= Palestine Center =

The Palestine Center (previously called the Center for Policy Analysis on Palestine until 2002) is an independent educational program based in Foggy Bottom, Washington, D.C. Their focus is on the Israeli–Palestinian conflict and other Middle Eastern issues.

==Founding==
The Palestine Center was set up in 1991 as an educational component of The Jerusalem Fund for Education and Community Development. The Fund is a 501(c)(3) non-profit grant-making organization operating in the United States. Its founders include the late professors Hisham Sharabi of Georgetown University and Samih Farsoun of American University. Sharabi was a founder of the Center for Contemporary Arab Studies at Georgetown University. The founding director of the Center was Muhammad Hallaj who held the post until 1994. The current executive director is Zeina Azzam.

==Purpose==
The center analyzes relations between the United States and the Middle East with a focus on the Palestinian issue. The center studies specific U.S. policies, publishes reports, briefing, and analysis, and serves as a venue for Palestinian and Arab scholars.

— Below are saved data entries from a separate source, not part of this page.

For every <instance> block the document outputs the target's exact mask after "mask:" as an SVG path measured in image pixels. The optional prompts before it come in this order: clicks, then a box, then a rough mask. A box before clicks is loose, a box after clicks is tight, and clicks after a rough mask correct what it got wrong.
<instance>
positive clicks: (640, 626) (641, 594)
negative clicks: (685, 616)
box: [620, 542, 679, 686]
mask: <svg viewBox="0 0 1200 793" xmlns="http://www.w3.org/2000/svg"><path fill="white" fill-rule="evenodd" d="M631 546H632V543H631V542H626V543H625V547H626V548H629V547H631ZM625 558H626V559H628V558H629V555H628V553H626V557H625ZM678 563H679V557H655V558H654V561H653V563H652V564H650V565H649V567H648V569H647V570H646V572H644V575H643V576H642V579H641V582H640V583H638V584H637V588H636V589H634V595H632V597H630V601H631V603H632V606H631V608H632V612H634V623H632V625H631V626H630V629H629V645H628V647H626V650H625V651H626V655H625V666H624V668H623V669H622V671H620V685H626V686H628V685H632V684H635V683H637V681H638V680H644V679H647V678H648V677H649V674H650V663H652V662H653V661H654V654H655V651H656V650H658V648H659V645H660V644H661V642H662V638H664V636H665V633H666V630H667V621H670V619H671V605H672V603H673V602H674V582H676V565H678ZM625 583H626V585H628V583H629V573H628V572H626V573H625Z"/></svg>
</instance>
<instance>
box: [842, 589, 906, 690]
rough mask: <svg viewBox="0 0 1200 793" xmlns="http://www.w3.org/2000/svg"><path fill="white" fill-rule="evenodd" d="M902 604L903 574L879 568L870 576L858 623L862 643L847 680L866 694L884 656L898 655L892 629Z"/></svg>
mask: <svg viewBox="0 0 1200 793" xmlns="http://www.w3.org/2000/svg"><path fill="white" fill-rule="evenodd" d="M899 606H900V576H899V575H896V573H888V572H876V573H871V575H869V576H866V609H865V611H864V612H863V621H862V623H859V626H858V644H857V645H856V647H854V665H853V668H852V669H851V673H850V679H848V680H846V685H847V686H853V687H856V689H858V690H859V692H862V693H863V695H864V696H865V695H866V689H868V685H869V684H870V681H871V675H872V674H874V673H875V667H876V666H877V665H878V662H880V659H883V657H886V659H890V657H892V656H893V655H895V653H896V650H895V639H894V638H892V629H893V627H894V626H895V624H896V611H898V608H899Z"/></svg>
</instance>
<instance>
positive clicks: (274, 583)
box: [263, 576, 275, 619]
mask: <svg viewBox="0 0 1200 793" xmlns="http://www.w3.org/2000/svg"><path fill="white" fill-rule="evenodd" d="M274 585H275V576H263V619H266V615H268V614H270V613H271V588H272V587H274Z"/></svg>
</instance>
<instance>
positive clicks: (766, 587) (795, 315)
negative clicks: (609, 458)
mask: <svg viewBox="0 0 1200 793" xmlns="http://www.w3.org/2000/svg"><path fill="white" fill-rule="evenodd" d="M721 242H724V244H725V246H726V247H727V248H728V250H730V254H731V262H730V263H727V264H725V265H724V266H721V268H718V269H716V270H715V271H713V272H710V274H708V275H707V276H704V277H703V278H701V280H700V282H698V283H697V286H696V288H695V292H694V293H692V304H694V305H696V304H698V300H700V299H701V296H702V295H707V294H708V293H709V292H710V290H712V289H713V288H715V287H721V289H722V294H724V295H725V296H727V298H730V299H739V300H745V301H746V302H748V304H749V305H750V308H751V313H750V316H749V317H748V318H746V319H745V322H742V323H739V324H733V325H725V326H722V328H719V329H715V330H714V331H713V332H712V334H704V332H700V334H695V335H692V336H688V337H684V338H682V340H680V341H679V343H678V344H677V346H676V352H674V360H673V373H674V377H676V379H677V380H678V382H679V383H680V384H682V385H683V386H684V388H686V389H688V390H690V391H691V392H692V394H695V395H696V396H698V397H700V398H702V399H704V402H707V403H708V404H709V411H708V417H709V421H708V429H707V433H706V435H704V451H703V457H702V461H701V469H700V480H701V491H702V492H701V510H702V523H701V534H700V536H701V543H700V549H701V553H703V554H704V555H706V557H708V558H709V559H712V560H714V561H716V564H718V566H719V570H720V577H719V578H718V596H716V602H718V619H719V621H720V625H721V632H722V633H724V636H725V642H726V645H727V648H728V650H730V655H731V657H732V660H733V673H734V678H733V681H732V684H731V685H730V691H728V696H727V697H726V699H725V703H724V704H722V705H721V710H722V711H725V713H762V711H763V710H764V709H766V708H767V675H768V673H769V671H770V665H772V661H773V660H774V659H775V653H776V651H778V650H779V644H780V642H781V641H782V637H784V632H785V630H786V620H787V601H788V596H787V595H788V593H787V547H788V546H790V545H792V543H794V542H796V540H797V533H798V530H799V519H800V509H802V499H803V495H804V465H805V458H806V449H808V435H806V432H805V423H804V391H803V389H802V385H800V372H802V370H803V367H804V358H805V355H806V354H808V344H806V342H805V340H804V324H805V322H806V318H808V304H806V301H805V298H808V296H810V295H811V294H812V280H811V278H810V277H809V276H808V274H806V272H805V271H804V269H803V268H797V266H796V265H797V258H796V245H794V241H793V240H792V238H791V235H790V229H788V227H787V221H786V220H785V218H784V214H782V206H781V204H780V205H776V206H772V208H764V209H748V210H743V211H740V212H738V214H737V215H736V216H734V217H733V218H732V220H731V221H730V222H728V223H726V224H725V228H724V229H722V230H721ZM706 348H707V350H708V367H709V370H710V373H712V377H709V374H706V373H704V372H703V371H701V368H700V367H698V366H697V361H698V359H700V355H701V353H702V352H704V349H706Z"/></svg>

The center also houses the Hisham Sharabi Memorial Library, one of the largest Palestine-centered collections in the United States. The center employs fellows to conduct policy research. It published extensive online audio archives of its events going back to the early 1990s, a blog and a YouTube page to document its on-site events.

==Publications==
The center has been referenced by diverse news media from the Turkish Weekly to the Washington Times and Christian Science Monitor.

==Events==
The Palestine Center holds weekly events and often invites distinguished speakers. Speakers at the Palestine Center have included former Israeli Knesset member Azmi Bishara, Palestinian diplomat Afif Safieh, Clovis Maksoud, Ambassador Nabil Fahmy, Egyptian Ambassador to the United States, Hanan Ashrawi, Palestinian Prime Minister Salam Fayyad, and John Mearsheimer, among others.